Usually when F>100MHz, it can be called a high-frequency circuit. Therefore, in a digital circuit, whether it is a high-frequency circuit does not depend on the frequency of the signal, but mainly depends on the rising edge and falling edge. According to this formula, it can be deduced that when the rise time is less than about 3.185ns, it can be considered a high-frequency circuit.
In the PCB industry, the emission bandwidth F>300MHz is called high-frequency signal, and the signal at this frequency is also called microwave.

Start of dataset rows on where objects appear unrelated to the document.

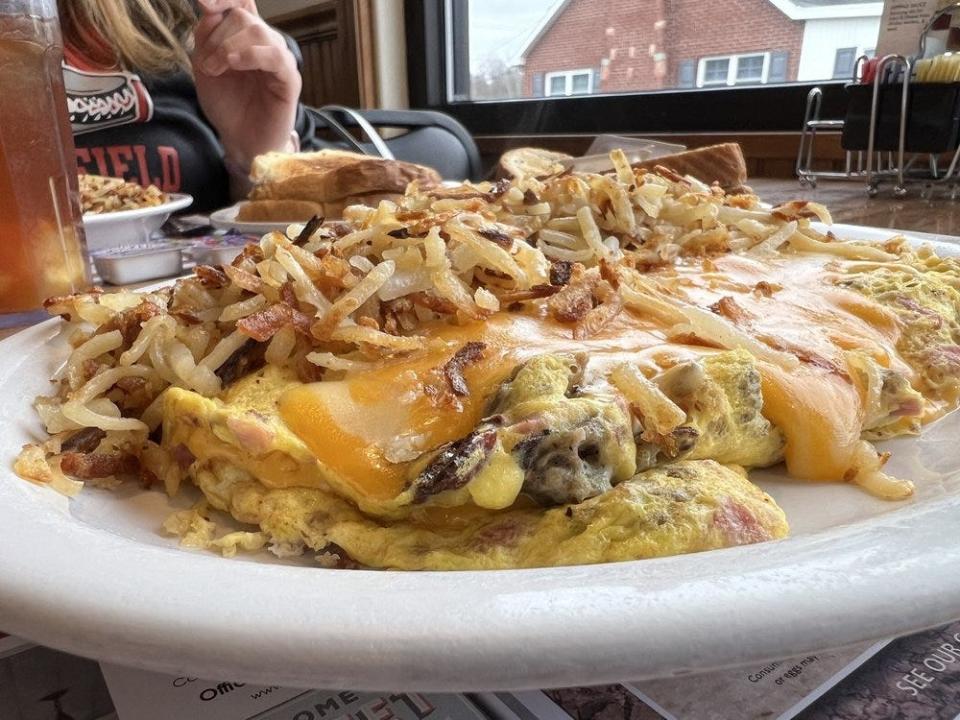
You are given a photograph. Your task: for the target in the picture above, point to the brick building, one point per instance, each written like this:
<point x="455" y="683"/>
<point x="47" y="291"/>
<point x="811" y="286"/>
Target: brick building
<point x="591" y="46"/>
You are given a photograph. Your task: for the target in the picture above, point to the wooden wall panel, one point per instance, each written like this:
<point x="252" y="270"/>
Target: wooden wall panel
<point x="327" y="34"/>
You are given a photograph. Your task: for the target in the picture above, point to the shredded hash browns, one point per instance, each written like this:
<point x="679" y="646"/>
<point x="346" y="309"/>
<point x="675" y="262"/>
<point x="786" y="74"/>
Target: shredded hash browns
<point x="99" y="194"/>
<point x="328" y="299"/>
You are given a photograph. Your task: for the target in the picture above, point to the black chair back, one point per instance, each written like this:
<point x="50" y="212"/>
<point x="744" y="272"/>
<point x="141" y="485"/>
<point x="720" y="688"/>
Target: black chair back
<point x="429" y="138"/>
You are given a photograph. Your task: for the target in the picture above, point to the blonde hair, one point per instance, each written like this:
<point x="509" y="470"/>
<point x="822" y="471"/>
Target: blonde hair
<point x="146" y="36"/>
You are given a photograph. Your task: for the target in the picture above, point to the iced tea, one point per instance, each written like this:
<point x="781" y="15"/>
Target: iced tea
<point x="41" y="240"/>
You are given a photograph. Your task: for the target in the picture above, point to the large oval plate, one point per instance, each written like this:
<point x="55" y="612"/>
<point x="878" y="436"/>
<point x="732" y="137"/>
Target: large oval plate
<point x="94" y="576"/>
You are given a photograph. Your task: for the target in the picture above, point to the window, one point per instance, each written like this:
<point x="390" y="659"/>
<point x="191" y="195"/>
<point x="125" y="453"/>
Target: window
<point x="510" y="50"/>
<point x="620" y="69"/>
<point x="715" y="71"/>
<point x="750" y="69"/>
<point x="843" y="63"/>
<point x="569" y="82"/>
<point x="733" y="70"/>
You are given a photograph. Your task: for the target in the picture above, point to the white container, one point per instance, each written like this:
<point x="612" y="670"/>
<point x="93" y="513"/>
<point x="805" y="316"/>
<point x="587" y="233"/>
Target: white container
<point x="129" y="227"/>
<point x="122" y="266"/>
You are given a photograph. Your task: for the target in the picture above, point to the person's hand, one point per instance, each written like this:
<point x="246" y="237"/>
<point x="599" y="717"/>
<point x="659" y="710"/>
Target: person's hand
<point x="247" y="79"/>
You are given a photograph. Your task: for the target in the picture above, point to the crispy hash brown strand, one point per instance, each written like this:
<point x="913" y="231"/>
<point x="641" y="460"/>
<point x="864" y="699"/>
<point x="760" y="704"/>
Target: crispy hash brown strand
<point x="99" y="194"/>
<point x="326" y="300"/>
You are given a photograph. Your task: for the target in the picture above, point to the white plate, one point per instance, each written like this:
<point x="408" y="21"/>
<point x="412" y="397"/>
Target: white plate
<point x="94" y="576"/>
<point x="130" y="227"/>
<point x="226" y="219"/>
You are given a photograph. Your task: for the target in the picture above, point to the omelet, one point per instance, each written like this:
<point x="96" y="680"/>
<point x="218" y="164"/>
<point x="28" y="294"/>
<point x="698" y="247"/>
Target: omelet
<point x="542" y="453"/>
<point x="684" y="507"/>
<point x="507" y="443"/>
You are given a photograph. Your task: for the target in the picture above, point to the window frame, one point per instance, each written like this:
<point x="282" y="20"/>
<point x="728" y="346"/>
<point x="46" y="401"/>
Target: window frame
<point x="853" y="64"/>
<point x="568" y="82"/>
<point x="774" y="107"/>
<point x="733" y="65"/>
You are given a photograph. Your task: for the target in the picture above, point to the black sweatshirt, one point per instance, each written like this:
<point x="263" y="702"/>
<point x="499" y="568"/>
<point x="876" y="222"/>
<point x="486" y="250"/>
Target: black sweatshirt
<point x="149" y="130"/>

High frequency PCB design skills
(1) Multilayer board wiring
High-frequency circuits tend to be highly integrated and have high wiring density. The use of multi-layer boards is not only necessary for wiring, but also an effective means to reduce interference. In the PCB Layout stage, a reasonable selection of the printed board size with a certain number of layers can make full use of the middle layer to set up shielding, better achieve nearby grounding, effectively reduce parasitic inductance and shorten the signal transmission length, and at the same time maximize All these methods are beneficial to the reliability of high-frequency circuits, such as significantly reducing signal cross-interference.
(2) Avoid loops formed by wiring
All types of high-frequency signal wiring should try not to form loops. If it cannot be avoided, the loop area should be kept as small as possible.
(3) The less lead bends, the better
The leads of high-frequency circuit wiring are best to use straight lines. If they need to be turned, they can use 45-degree broken lines or arc turns. This requirement is only used to improve the fixation strength of the copper foil in low-frequency circuits, but in high-frequency circuits, this requirement is met. One requirement can reduce the external emission and mutual coupling of high-frequency signals.
(4) The less alternation between lead layers, the better
The so-called “the fewer inter-layer alternations of leads, the better” means that the fewer vias (Via) used in the component connection process, the better. It has been measured that one via can bring a distributed capacitance of about 0.5pF. Reducing the number of vias can significantly increase speed and reduce the possibility of data errors.
(5) The shorter the lead, the better
The radiation intensity of the signal is proportional to the length of the signal line. The longer the high-frequency signal lead, the easier it is to couple to components close to it, so for signals such as clocks, crystal oscillators, DDR data, High-frequency signal lines such as LVDS lines, USB lines, and HDMI lines are required to be as short as possible.
(6) Isolate the ground wire of high-frequency digital signals from the ground wire of analog signals
When the analog ground wire, digital ground wire, etc. are connected to the public ground wire, they must be connected with high-frequency choke magnetic beads or directly isolated and selected for single-point interconnection in a suitable place. The ground potential of the ground wire of high-frequency digital signals is generally inconsistent, and there is often a certain voltage difference between the two. Moreover, the ground wire of high-frequency digital signals often contains very rich harmonic components of high-frequency signals. When the digital signal ground wire and the analog signal ground wire are directly connected, the harmonics of the high-frequency signal will be coupled through the ground wire. way to interfere with analog signals. Therefore, under normal circumstances, the ground wires of high-frequency digital signals and the ground wires of analog signals need to be isolated, either by single-point interconnection at a suitable location or by high-frequency choke magnetic bead interconnection.
(7) Add a high-frequency decoupling capacitor to the power pin of the integrated circuit block
A high-frequency decoupling capacitor is added nearby the power pin of each integrated circuit block. Adding high-frequency decoupling capacitors to the power supply pins can effectively suppress interference caused by high-frequency harmonics on the power supply pins.